By Staff Writer | May 15, 2006

      The final report of the NATO Missile Defense Feasibility Study was delivered yesterday to the North Atlantic Council, the alliance’s senior political governing body.

      Marshall Billingslea, NATO’s assistant secretary general (ASG) for Defence Investment and Permanent Chairman of the Alliance Conference of National Armaments Directors, signed the study and delivered the Armament Directors’ final report.

      Prior to moving to the NATO job in 2004, Billingslea was acting assistant U.S. secretary of defense for Special Operations / Low-Intensity Conflict.

      NATO heads of state and government tasked the ASG and all NATO armament directors at the 2002 Prague summit to develop and examine options for protecting alliance territory, forces and population centers against the full range of missile threats.

      This was in conjunction with work on building a NATO Active Layered Ballistic Missile Defence (ALTBMD) for the protection of deployed NATO forces.

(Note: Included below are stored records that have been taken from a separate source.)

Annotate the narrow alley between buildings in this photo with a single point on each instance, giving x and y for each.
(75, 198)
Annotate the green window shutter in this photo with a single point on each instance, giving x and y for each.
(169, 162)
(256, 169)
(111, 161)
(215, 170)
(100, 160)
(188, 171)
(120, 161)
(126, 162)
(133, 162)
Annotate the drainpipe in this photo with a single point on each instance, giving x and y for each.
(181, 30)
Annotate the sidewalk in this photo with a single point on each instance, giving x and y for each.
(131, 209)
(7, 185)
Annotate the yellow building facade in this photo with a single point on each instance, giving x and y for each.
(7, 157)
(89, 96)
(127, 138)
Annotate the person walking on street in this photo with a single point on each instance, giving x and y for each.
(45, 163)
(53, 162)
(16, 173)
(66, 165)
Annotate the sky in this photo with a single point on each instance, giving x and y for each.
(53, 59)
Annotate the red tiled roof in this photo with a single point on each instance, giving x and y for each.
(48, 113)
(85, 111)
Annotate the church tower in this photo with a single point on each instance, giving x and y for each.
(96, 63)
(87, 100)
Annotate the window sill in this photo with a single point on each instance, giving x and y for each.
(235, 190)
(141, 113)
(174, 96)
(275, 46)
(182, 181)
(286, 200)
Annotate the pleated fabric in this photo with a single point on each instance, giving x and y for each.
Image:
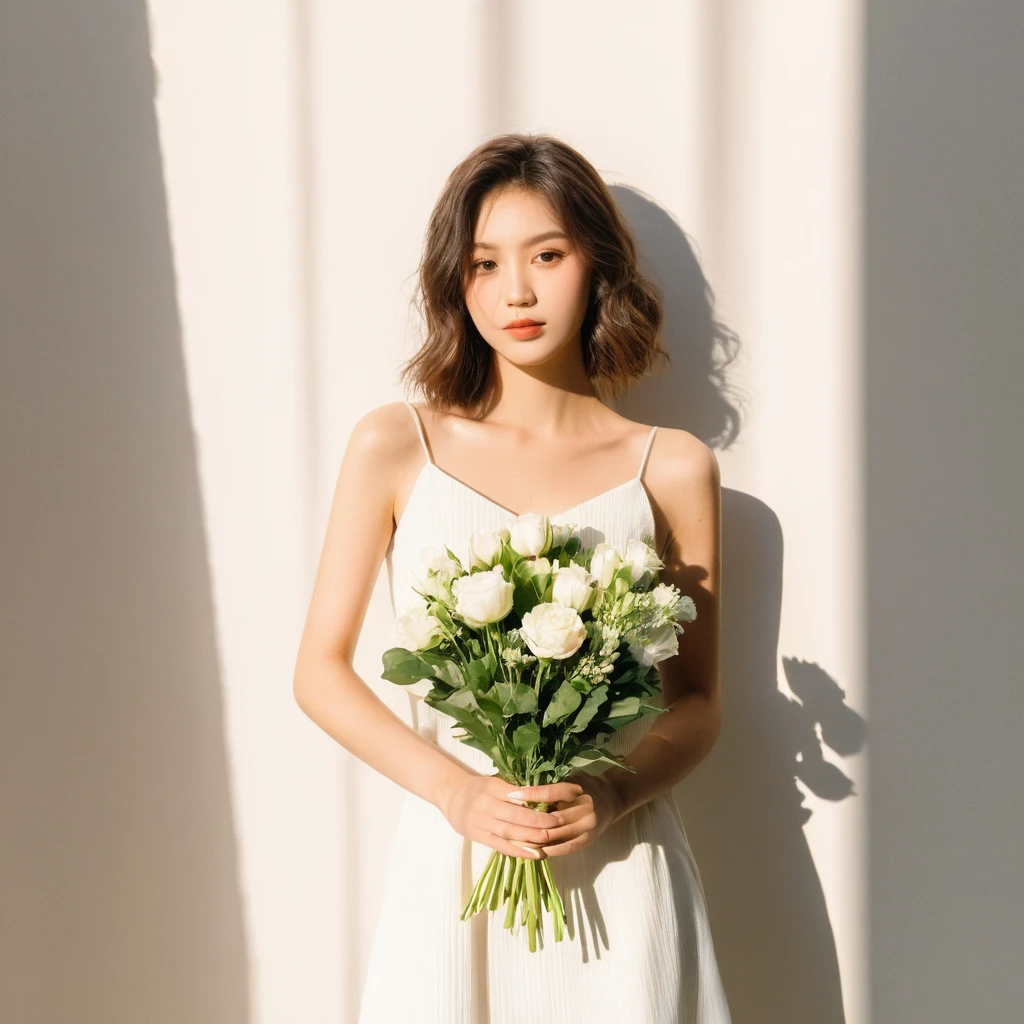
(638, 943)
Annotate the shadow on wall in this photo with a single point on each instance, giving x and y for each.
(742, 808)
(121, 896)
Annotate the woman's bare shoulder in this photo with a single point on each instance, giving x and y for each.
(386, 432)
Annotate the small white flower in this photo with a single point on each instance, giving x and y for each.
(642, 558)
(677, 607)
(553, 631)
(662, 643)
(604, 562)
(446, 570)
(560, 532)
(530, 534)
(573, 587)
(416, 629)
(485, 547)
(482, 597)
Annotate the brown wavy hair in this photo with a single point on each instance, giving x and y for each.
(454, 366)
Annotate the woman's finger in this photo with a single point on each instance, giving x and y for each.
(510, 810)
(550, 794)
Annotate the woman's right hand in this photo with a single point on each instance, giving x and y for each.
(477, 808)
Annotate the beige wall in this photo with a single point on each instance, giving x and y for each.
(218, 213)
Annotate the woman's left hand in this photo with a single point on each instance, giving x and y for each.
(591, 813)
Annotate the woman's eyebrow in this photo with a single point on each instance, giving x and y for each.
(528, 242)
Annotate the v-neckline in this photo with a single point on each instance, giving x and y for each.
(427, 466)
(550, 515)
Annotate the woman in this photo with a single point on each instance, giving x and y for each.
(535, 308)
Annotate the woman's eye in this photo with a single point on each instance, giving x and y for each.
(479, 264)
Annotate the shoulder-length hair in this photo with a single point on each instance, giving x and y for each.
(453, 367)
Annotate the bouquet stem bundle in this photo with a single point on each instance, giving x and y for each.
(539, 652)
(523, 884)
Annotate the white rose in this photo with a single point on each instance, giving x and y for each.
(530, 534)
(485, 547)
(604, 562)
(482, 597)
(436, 558)
(662, 643)
(553, 631)
(573, 587)
(416, 629)
(641, 558)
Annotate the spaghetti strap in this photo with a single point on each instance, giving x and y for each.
(419, 429)
(646, 452)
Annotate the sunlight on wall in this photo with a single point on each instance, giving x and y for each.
(303, 145)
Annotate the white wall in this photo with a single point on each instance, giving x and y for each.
(219, 212)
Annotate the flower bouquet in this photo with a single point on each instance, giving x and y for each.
(539, 650)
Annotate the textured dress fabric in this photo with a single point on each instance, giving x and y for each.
(637, 945)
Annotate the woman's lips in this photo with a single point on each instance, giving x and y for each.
(525, 333)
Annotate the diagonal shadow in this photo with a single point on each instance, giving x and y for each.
(121, 891)
(741, 807)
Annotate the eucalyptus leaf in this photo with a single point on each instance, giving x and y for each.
(590, 709)
(564, 701)
(404, 667)
(526, 737)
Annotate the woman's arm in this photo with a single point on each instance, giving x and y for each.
(326, 684)
(330, 691)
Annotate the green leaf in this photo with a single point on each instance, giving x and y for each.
(404, 667)
(628, 706)
(452, 674)
(524, 698)
(564, 701)
(479, 674)
(526, 737)
(592, 759)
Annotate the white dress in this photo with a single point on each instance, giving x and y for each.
(637, 945)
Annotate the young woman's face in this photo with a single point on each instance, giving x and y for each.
(524, 267)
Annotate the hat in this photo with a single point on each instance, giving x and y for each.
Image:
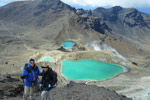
(45, 65)
(31, 60)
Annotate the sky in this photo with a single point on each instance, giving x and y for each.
(141, 5)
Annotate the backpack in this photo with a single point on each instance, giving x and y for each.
(28, 69)
(54, 75)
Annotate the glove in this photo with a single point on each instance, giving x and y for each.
(22, 77)
(49, 85)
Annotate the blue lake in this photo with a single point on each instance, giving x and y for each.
(68, 44)
(90, 70)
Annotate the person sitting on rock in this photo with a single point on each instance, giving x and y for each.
(49, 79)
(30, 77)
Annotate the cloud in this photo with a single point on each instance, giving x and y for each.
(101, 3)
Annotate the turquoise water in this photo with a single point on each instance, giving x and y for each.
(46, 59)
(90, 70)
(68, 44)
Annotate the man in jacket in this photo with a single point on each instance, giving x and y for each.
(47, 82)
(30, 76)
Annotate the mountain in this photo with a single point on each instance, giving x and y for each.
(127, 22)
(37, 28)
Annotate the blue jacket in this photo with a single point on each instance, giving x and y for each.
(31, 75)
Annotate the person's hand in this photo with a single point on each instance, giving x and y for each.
(49, 85)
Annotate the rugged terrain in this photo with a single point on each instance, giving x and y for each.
(116, 35)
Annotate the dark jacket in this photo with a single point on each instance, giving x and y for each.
(48, 78)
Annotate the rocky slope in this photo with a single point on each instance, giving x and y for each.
(12, 89)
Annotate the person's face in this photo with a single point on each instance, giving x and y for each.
(45, 69)
(32, 63)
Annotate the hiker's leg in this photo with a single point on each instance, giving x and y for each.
(26, 92)
(44, 95)
(31, 92)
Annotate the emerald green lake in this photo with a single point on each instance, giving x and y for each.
(90, 70)
(46, 59)
(68, 44)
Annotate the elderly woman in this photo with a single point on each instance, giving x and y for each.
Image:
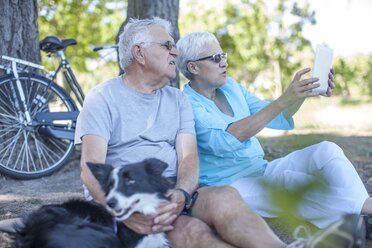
(227, 118)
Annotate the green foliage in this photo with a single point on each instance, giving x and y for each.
(90, 22)
(353, 76)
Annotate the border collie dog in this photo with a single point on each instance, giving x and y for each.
(132, 188)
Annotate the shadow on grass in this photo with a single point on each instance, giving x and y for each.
(357, 148)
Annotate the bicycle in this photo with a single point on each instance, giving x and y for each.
(37, 116)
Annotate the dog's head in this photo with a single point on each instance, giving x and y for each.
(138, 187)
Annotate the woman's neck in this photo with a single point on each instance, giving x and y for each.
(209, 93)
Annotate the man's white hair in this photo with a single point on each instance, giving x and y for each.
(136, 31)
(190, 48)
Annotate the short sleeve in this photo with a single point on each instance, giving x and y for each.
(95, 118)
(187, 124)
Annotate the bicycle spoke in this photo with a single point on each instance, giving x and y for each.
(13, 139)
(47, 152)
(11, 153)
(57, 146)
(38, 151)
(6, 131)
(7, 147)
(24, 152)
(19, 155)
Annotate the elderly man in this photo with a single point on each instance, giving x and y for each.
(137, 116)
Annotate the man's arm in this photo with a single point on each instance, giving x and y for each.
(188, 164)
(187, 171)
(94, 149)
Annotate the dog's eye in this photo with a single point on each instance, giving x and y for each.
(127, 179)
(129, 182)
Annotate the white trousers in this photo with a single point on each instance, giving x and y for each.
(344, 193)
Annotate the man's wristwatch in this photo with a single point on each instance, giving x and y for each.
(189, 199)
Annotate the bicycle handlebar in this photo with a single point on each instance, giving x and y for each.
(23, 62)
(98, 48)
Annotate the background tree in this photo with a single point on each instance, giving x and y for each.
(166, 9)
(19, 35)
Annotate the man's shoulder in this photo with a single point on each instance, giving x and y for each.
(171, 92)
(105, 86)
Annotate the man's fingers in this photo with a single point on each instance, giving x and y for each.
(308, 81)
(165, 219)
(160, 228)
(166, 208)
(299, 74)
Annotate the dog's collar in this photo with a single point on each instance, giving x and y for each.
(115, 225)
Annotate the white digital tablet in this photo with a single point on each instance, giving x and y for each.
(322, 67)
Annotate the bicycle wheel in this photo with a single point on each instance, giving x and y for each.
(24, 152)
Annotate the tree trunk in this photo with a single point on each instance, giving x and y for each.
(166, 9)
(19, 32)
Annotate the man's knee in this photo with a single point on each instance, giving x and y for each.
(222, 196)
(188, 230)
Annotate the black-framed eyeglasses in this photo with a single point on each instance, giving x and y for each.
(216, 58)
(169, 45)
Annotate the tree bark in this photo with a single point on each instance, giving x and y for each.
(166, 9)
(19, 31)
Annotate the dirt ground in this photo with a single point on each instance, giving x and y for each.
(18, 198)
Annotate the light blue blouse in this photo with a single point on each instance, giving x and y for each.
(223, 158)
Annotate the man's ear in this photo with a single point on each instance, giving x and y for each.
(192, 68)
(138, 53)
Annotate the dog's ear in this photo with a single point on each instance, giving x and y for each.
(155, 166)
(101, 172)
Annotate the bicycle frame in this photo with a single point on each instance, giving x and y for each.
(69, 76)
(14, 71)
(43, 121)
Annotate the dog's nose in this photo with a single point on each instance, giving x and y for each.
(112, 202)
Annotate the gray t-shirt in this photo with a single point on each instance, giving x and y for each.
(135, 125)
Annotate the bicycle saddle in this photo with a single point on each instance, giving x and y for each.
(53, 44)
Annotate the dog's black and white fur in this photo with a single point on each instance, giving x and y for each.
(132, 188)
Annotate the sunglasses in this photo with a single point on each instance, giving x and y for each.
(169, 45)
(216, 58)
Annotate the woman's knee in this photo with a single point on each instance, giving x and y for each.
(327, 151)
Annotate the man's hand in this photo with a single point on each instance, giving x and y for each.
(331, 83)
(149, 224)
(299, 89)
(177, 197)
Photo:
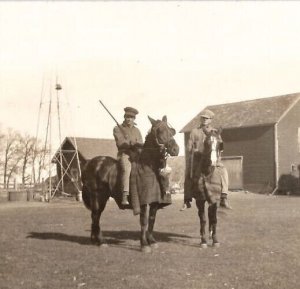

      The feasibility study marks nearly four years of detailed technical analysis by NATO’s technical community. It is a detailed assessment of how to defend NATO population centers, forces and territory from all types of ballistic missile threat.

      By 2010, the alliance expects to have the ability to protect deployed troops against short and medium range ballistic missiles. The 10,000-page study was developed by an international consortium of industries, led by SAIC (SAIC), under an 18-month, approximately $18 million fixed price contract.

      The work built on the assessments initiated with the NATO Active Layered Theater Ballistic Missile Defense Feasibility Study that SAIC started in July 2001 and completed in 2004.

      SAIC’s international consortium for the feasibility study included: Air Command Systems International (ACSI), European Aeronautic Defence and Space (EADS) ST and Thales, both based in France; Diehl and Industrieanlagen-Betriebsgesellschaft GmbH (IABG) based in Germany; Alenia Spazio based in Italy; TNO, based in the Netherlands; QinetiQ and SAIC Ltd based in the United Kingdom; and U.S.-based Boeing [BA] and Raytheon [RTN].

      In response to a series of threat scenarios developed by NATO military authorities, detailed defense architectures were designed and modeling was conducted to ensure incoming ballistic missiles could be intercepted successfully.

      Supervised by NATO’s Missile Defense Project Group and Brig. Gen. Robert Dehnert, the study was completed by industry and validated by missile defense experts from all NATO nations.

      Later this year, NATO is expected to award a systems engineering and integration (SE&I) contract, which is a key to ALTBMD.

      Three teams are competing. Alliance Shield is a Boeing-led team including Lenkflugkorpsysteme GmbH (LFK), BAE SYSTEMS, Finmeccanica, Havelsan, MBDA, Prezemyslowy Instytut Telekomunikacji (PIT), Lockheed Martin [LMT] and Teledyne Brown Engineering.

      Another team consists of Northrop Grumman [NOC], EADS and Spain’s Indra. SAIC leads a team consisting of Thales, EADS, IABG, QinetiQ, TNO, as well as SAICs U.K. subsidiary, SAIC Ltd., Raytheon and ThalesRaytheonSystems, a joint venture between Raytheon and Thales.